3) Don’t Over Focus on Your Guest

This is an anti-Japanese/American idea, as the usual ideal for customer service is to only focus on the guest. There were a few times where I could get pictures with other guests, so I would leave Shawn on his own and run over for a snapshot. Thinking back, I don’t remember if I thanked them for taking the time to do that with me as I was so worried about getting back to Shawn. It was like he was my baby and I couldn’t just leave him on the street on his own. But he is an adult and he will survive a few more minutes without me as I take the time to talk to other guests properly. He complained that I would leave him for “other men” but he was laughing, so I knew that I didn’t offend him.

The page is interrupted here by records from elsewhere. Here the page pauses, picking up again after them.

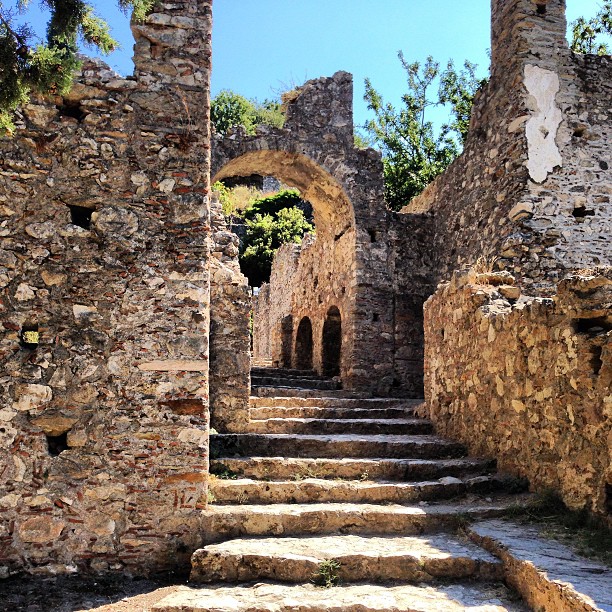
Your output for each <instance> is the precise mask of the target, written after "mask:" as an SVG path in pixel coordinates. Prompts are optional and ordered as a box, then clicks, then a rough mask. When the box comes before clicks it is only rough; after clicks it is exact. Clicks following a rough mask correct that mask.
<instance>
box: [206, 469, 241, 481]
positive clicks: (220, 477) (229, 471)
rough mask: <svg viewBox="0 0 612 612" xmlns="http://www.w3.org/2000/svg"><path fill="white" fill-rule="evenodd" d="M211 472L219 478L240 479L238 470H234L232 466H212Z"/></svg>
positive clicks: (233, 479)
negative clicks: (231, 466) (230, 469)
mask: <svg viewBox="0 0 612 612" xmlns="http://www.w3.org/2000/svg"><path fill="white" fill-rule="evenodd" d="M210 474H211V476H216V477H217V478H218V479H219V480H237V479H238V472H234V470H230V468H228V467H225V466H218V467H216V466H215V467H211V468H210Z"/></svg>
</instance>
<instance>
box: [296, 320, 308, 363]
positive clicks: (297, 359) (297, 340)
mask: <svg viewBox="0 0 612 612" xmlns="http://www.w3.org/2000/svg"><path fill="white" fill-rule="evenodd" d="M295 367H296V368H297V369H298V370H312V323H311V322H310V319H309V318H308V317H304V318H303V319H302V320H301V321H300V324H299V325H298V331H297V336H296V338H295Z"/></svg>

WWCD – Chris handled multiple guests, but he told me stories about taking the time to drink with one, then have a cigarette with another. He had a great time and divided his attention equally. I know I was assigned to only one guest, but when I meet the others, I need to learn to focus my attention on them right away, even if it’s for a few minutes. Again, I have a hard time talking to strangers and my default position is one of shyness/introvert. But Chris had such a great time and got to know all of them, so I think he did a much better job than me at creating an impression. Memory wise, the guests would remember a cool guy they hung out with and then there was that crazy Asian girl that ran around like crazy, not thanking or talking to people properly.

Really messed up with Karl Urban (Dr. McCoy, Star Trek) on this one as I didn’t get a chance to read his bio, so I asked if he was British which made me seem silly as he is from New Zealand.  Need to read more bios next time!

4) Have fun!

As you can imagine from the scenarios above, I was not exactly a great person to hang out with as I was like a mother worried about her child most of the time. My guest had a great time, Chris had a great time and I think I could have had a better time if I learn how to do things more like him.

It was a privilege to have done some guest work at this convention and hopefully next year I’ll have more fun if I get to work with Chris!

“Do your time, to pay the price
For every thing you’ve done wrong, baby
In your life, you get so high
There’s nowhere left to go but down
Don’t believe that no one cares
‘Cause we’re here waiting for you, baby
Do your time
and then come home for good”
-Sloan, Everything You’ve Done Wrong – an awesome song, popped into my head when I was thinking about writing all this!